第二回戦は、サスケとヨロイの試合だった。これは原作通りの対戦なんだろう。将軍がそこまで衝撃を受けてなかったし。サスケが勝ってフェードアウトしたのち、シノがザクに勝った。それからカンクロウがツルギに勝って、そのあと、いのとサクラが引き分け。テンテンさんがテマリに負けて、シカマルがキンに勝って、ナルトがキバに勝って、ヒナタが日向さんに負けて。

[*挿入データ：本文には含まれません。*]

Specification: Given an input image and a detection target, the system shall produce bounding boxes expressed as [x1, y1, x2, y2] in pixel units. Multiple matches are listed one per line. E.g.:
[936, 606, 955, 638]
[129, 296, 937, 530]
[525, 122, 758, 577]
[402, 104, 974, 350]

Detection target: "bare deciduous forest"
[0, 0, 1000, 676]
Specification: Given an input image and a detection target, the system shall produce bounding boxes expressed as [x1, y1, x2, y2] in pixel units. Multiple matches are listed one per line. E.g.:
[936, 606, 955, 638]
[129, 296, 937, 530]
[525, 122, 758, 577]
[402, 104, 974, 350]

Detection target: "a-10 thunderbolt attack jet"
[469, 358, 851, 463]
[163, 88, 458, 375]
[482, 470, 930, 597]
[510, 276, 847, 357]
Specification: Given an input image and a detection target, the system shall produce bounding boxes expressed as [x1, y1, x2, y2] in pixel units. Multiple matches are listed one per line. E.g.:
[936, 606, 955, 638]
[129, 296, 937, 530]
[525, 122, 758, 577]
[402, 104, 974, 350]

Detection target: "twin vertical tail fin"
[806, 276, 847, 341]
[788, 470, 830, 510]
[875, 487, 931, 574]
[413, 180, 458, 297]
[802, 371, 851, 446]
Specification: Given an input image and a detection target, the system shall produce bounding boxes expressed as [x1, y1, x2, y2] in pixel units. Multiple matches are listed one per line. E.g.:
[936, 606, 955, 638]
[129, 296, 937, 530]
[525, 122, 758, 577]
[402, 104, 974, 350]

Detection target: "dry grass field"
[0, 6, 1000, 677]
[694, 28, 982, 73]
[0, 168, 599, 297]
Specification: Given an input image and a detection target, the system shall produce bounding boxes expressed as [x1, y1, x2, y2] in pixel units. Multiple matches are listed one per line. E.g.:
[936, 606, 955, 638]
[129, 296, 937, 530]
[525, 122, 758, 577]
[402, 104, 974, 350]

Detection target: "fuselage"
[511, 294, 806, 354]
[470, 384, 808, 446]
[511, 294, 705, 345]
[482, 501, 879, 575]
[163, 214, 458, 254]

「おいチョウジ、おまえヤベーぞ。あと強ぇーのしか残ってねーだろ……イツルとか緑タイツはまだともかく、あの音のヤローは容赦してこねぇだろうし……」

「い、いいよべつに……ボクすぐに棄権するし……」

「私の心配はしてくれないの?」

「おまえは絶対防御あんだろ」

「でもチャクラ切れたら結界も使えなくなるよ?」

「イツルがチャクラ切らしてバテてるとこ、私見たことないわよ」

「まぁスタミナには自信あるし」

「じゃあ問題ねーだろ」

 ポンポン言い合ってたら「うおおおおおお!!」ってチョウジが叫び出した。何事。思わず見ると、野球の審判がセーフ判定したときみたいなポーズをしていた。

「セエ―――フ!!」

「よかったね」

「イツル、他人事じゃないぞ。おまえの番だ」

 アスマ先生が電光掲示板を指さした。視線を向ける。

 ドス・キヌタ vs ツムギ・イツル

 瞬きをして視線を滑らせる。早々にフィールドに降り立ってスタンバイ状態の音忍と目が合う。やる気満々だ。第二の目的とか言ってたし、何かと思うところがあるんだろう。対する私のモチベーションは急降下。シカマルじゃないけど、めんどくさい。繰り返すけど、身に覚えのない因縁ツラい。ため息をこぼして、私は柵を乗り越えた。白銀は置いてく。たぶん使わないし。そもそも寝てるし。

「では、試合はじめ!」

 瞬き一つ。そのあいだにドスが迫ってきた。腕に装着された武器からチャクラが放たれる。結界を使うほどでもないので、チャクラの爆発で相殺。そのまま高速の回し蹴り。ドスがとっさに腕で防御したのをいいことに、腕の装置を粉砕。

「……っ!」

 大きく後退して、ドスがゆらりとした。しかし攻撃に入るつもりではないらしい。腕を押さえながら低く笑い出す。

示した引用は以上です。